No drug can be regarded as completely safe, and patient variability plays an important role in susceptibility to adverse events. Aprotinin is used in the full age spectrum from neonatal to geriatric cardiac surgery. Since clinical trials powered to detect adverse events emerged only after 20 years of marketing, it is probably fair to conclude that commercialization forged ahead of science. A risk–benefit analysis must now cover all age groups and clinical conditions.
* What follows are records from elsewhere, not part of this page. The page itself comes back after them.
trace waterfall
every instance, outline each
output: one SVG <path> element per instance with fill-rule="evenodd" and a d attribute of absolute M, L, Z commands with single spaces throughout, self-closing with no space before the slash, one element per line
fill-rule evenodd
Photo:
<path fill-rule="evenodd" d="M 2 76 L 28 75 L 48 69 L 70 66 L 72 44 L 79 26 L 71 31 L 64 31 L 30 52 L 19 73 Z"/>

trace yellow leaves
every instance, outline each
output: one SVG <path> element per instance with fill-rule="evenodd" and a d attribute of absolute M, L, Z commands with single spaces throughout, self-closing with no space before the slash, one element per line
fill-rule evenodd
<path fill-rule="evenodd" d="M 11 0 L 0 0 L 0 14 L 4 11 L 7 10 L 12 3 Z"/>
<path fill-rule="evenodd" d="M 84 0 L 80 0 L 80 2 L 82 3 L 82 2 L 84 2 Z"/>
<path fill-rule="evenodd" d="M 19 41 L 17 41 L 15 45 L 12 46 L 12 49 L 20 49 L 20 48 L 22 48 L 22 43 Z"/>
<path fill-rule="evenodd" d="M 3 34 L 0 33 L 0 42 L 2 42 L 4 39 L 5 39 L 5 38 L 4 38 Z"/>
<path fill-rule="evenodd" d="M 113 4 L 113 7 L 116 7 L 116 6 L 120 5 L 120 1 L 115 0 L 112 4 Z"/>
I have used aprotinin selectively since initiating the Hammersmith trial in 1982. In more than 10,000 operations with cardiopulmonary bypass, aprotinin was used in approximately 3500 patients. These all fell into so-called high-risk groups, including early (not late) reoperation, surgery for complex congenital heart defects, multiple (but rarely single) valve replacements, mechanical circulatory support, endocarditis, and in thoracic aortic aneurysm surgery. The latter includes patients with acute type A dissection after initially reporting a series of adverse events, which were successfully addressed by changing anticoagulation policy.9
My team and I have avoided aprotinin in all patients undergoing CABG unless subject to recent thrombolysis or clopidogrel therapy within 48 hours of surgery. We have always looked for drug-related adverse events and performed autopsies after postoperative death. Since 1990 only one death with multiple thrombotic events and clotting in the oxygenator occurred that could have been considered aprotinin related, and in retrospect that patient probably had factor V Leiden deficiency. There have been 4 easily controlled anaphylactic events in response to a test dose of aprotinin. At the same time, we have achieved less than 1% mortality for elective aortic root operations, 2% mortality for complete atrioventricular valve defects in infancy, and 6% mortality for acute type A dissection. These are patient groups in which aprotinin has been used routinely for many years. With very experienced anesthesiologists and use of the Hammersmith dosage regimen, we consider the risk–benefit equation to strongly favor aprotinin use in the type of patient described. We regard aprotinin as very safe when used selectively with close attention to anticoagulation management and feel profoundly disadvantaged to be left without a supply.